Here you will learn lagrange’s mean value theorem statement, its geometrical and physical interpretation with examples.

Let’s begin –

## Lagrange’s Mean Value Theorem (LMVT)

Statement : Let f be a function that satisfies the following conditions :

(i) f is continuous in [a, b]

(ii) f is differentiable in (a, b)

Then there is a number c in (a, b) such that f'(c) = $$f(b) – f(a)\over b – a$$

#### Geometrical Interpretation :

Geometrically, the lagrange’s mean value theorem says that somewhere between A and B the curve has atleast on tangent parallel to chord AB.

#### Physical Interpretation :

If we think  of the number (f(b) – f(a))/(b – a) as the average change in f over [a, b] and f'(c) as an instantaneous change, then the mean value theorem says that at some interior point the instantaneous change must equal the average change over the entire interval.

Example : find c of the Lagranges mean value theorem for the function f(x) = $$3x^2$$ + 5x + 7 in the interval [1, 3].

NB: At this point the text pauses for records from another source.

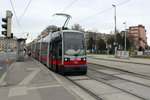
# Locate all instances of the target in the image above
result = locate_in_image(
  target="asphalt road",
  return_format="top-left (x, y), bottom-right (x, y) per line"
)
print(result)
top-left (0, 51), bottom-right (16, 78)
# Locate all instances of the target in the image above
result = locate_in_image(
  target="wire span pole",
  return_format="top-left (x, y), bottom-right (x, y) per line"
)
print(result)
top-left (123, 22), bottom-right (127, 51)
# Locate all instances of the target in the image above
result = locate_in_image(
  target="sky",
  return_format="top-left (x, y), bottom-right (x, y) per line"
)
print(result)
top-left (0, 0), bottom-right (150, 45)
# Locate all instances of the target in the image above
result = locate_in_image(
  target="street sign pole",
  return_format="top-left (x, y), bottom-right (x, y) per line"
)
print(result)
top-left (5, 39), bottom-right (9, 85)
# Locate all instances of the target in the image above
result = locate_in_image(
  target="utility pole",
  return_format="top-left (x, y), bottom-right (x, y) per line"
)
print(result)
top-left (112, 5), bottom-right (117, 45)
top-left (112, 5), bottom-right (117, 56)
top-left (2, 10), bottom-right (13, 85)
top-left (123, 22), bottom-right (127, 51)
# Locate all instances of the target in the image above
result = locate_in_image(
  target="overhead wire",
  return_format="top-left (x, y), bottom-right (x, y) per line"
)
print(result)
top-left (49, 0), bottom-right (77, 23)
top-left (19, 0), bottom-right (32, 22)
top-left (61, 0), bottom-right (77, 12)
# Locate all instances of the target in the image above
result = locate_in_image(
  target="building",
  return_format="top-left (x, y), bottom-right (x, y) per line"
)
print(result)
top-left (0, 37), bottom-right (5, 50)
top-left (0, 37), bottom-right (16, 50)
top-left (123, 25), bottom-right (147, 50)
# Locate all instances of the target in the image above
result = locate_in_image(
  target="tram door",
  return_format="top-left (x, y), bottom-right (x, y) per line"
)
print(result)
top-left (51, 43), bottom-right (57, 71)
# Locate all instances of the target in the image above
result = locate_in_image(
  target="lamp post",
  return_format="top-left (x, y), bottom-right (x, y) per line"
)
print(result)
top-left (112, 5), bottom-right (117, 57)
top-left (112, 5), bottom-right (117, 45)
top-left (123, 22), bottom-right (127, 51)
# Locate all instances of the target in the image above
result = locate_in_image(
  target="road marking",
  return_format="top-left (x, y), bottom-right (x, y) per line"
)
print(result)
top-left (27, 84), bottom-right (61, 90)
top-left (8, 87), bottom-right (27, 97)
top-left (0, 63), bottom-right (15, 86)
top-left (19, 68), bottom-right (40, 85)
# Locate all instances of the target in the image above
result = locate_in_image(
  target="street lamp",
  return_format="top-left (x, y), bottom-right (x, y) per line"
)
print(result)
top-left (112, 5), bottom-right (117, 56)
top-left (112, 5), bottom-right (117, 45)
top-left (123, 22), bottom-right (127, 51)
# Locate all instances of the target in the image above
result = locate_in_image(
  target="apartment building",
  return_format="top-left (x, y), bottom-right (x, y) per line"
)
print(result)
top-left (0, 37), bottom-right (16, 50)
top-left (126, 25), bottom-right (147, 50)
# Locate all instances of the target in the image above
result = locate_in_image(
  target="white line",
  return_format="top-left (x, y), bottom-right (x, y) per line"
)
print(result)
top-left (27, 84), bottom-right (61, 90)
top-left (19, 68), bottom-right (40, 85)
top-left (0, 62), bottom-right (15, 86)
top-left (8, 87), bottom-right (27, 97)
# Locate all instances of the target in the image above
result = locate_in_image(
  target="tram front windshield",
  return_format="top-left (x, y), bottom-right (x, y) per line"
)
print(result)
top-left (64, 32), bottom-right (86, 56)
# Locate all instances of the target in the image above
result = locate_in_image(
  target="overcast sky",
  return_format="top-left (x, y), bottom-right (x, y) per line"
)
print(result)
top-left (0, 0), bottom-right (150, 45)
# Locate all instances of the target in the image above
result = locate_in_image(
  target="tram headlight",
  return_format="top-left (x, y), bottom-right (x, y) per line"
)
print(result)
top-left (81, 58), bottom-right (86, 61)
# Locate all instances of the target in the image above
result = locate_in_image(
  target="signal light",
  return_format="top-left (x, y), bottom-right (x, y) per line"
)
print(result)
top-left (81, 58), bottom-right (86, 61)
top-left (2, 11), bottom-right (13, 38)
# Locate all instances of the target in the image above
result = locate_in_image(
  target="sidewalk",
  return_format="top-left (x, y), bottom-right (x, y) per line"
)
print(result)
top-left (0, 57), bottom-right (77, 100)
top-left (88, 55), bottom-right (150, 65)
top-left (87, 55), bottom-right (150, 77)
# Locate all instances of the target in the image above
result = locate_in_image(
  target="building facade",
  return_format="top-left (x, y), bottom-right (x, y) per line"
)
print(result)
top-left (126, 25), bottom-right (147, 50)
top-left (0, 37), bottom-right (16, 50)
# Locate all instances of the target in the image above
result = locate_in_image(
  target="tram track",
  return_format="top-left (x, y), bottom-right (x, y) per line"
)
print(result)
top-left (88, 62), bottom-right (149, 77)
top-left (65, 76), bottom-right (103, 100)
top-left (87, 64), bottom-right (150, 100)
top-left (90, 57), bottom-right (150, 65)
top-left (88, 64), bottom-right (150, 88)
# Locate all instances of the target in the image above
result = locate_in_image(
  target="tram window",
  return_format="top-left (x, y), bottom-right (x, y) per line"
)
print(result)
top-left (58, 43), bottom-right (62, 57)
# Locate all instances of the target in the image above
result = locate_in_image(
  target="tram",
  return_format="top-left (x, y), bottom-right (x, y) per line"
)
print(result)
top-left (29, 30), bottom-right (87, 74)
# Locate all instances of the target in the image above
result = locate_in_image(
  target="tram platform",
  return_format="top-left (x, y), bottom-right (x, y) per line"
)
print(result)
top-left (0, 57), bottom-right (77, 100)
top-left (87, 55), bottom-right (150, 77)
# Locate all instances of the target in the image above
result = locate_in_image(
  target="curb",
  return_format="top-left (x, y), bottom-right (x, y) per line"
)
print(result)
top-left (88, 62), bottom-right (150, 77)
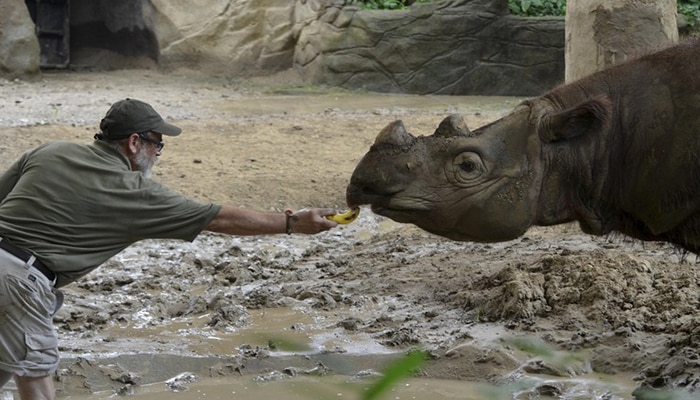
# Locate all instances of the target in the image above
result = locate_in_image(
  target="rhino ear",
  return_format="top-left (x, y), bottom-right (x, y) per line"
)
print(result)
top-left (374, 120), bottom-right (415, 146)
top-left (433, 114), bottom-right (471, 137)
top-left (538, 96), bottom-right (612, 143)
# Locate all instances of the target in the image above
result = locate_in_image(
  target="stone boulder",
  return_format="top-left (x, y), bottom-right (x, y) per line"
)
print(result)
top-left (0, 0), bottom-right (564, 95)
top-left (294, 0), bottom-right (564, 95)
top-left (0, 0), bottom-right (41, 76)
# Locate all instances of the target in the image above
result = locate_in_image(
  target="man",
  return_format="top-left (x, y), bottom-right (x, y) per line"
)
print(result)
top-left (0, 99), bottom-right (336, 400)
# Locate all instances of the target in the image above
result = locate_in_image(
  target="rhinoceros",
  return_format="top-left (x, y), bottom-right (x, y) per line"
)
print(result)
top-left (346, 40), bottom-right (700, 253)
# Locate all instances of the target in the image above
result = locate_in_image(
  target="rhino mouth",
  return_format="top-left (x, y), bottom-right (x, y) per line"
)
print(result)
top-left (347, 186), bottom-right (430, 219)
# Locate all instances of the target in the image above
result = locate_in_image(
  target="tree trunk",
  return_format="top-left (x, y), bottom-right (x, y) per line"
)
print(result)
top-left (565, 0), bottom-right (678, 82)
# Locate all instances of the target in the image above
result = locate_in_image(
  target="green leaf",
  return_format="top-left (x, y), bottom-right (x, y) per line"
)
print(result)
top-left (363, 351), bottom-right (428, 400)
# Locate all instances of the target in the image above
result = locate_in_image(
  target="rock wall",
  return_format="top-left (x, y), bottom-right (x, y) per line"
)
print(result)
top-left (294, 0), bottom-right (564, 95)
top-left (0, 0), bottom-right (40, 76)
top-left (0, 0), bottom-right (564, 95)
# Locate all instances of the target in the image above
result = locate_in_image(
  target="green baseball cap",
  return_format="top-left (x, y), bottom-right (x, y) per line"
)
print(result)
top-left (100, 98), bottom-right (182, 139)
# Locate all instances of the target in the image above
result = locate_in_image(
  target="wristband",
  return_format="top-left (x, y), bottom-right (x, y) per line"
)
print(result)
top-left (284, 210), bottom-right (294, 235)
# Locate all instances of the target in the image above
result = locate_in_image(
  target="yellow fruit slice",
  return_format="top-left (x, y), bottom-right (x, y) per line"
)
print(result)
top-left (326, 207), bottom-right (360, 224)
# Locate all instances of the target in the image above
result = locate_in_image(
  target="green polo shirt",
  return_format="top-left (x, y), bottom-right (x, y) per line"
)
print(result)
top-left (0, 141), bottom-right (221, 287)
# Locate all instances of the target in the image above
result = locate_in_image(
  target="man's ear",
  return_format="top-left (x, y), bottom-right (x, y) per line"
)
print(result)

Solution : Given f(x) = $$3x^2$$ + 5x + 7

$$\implies$$ f(1) = 3 + 5 + 7 = 15 and f(3) = 27 + 15 + 7 = 49

Now, Differentiating f(x) with respect to x,

$$\implies$$ f'(x) = 6x + 5

Here a = 1, b = 3

Now from lagrange’s mean value theorem

f'(c) = $$f(b) – f(a)\over b – a$$ $$\implies$$ 6c + 5 = $$49 – 15\over 2$$ = 17

$$\implies$$ c = 2

Example : If f(x) is continuous and differentiable over [-2, 5] and -4 < f'(x) < 3 for all x in (-2, 5), then the greatest possible value of f(5) – f(-2) is –

Solution : Applying Lagranges mean value theorem (LMVT),

f'(x) = $$f(5) – f(-2)\over 5 -(-2)$$ for some x in (-2, 5)

Now, -4 $$\le$$ $$f(5) – f(-2)\over 7$$ $$\le$$ 3

-28 $$\le$$ f(5) – f(-2) $$\le$$ 21

$$\therefore$$  Greatest possible value of f(5) – f(-2) is 21.